This project develops design methods for embedded software in the context of portable, integrated and secure platforms. An example of such a platform is a key-chain or a next-generation smart-card with integrated electronics and embedded fingerprint sensor. The key-chain allows to use biometrics as a personal key in electronic payments or access control. The software for this platform is complex and draws from multiple application domains, including signal processing, cryptography, and protocol transaction processing. Moreover, this software must integrate encryption and fingerprint signal co-processors. Thus, the design method for such software must allow for multiple design paradigms to coexist, and at the same time must also make optimal use of the constrained, embedded form factor to which it is confined.
The design method is based on two principles. The first principle is the use of virtual machine specializations. A virtual machine allows for a smooth, write-once run-everywhere development concept, while the specializations allow native support of domain-specific co-processors. The second principle is that of flexible interconnect, which allows to shape the target architecture to the application at hand. Both of these methods are genuine innovations in embedded software design context.

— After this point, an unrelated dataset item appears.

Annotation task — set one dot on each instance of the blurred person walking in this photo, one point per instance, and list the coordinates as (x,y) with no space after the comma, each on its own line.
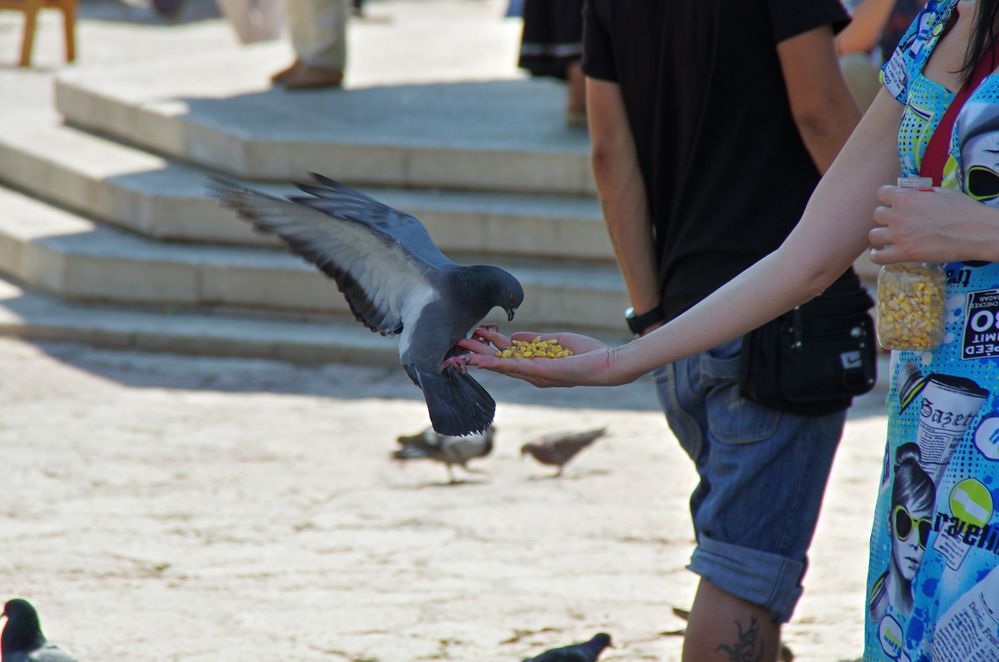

On a broader scale, these design techniques are applicable to a wide range of portable, embedded devices that provide a tighter coupling of secure information infrastructure with the real world. For example, currently digital identities are insufficiently coupled to physical identities, resulting in identity theft becoming a large-scale problem. Software is a key enabler to combat this problem, and the design techniques from this project will have broad impact by allowing this software to migrate to the embedded context where it is required.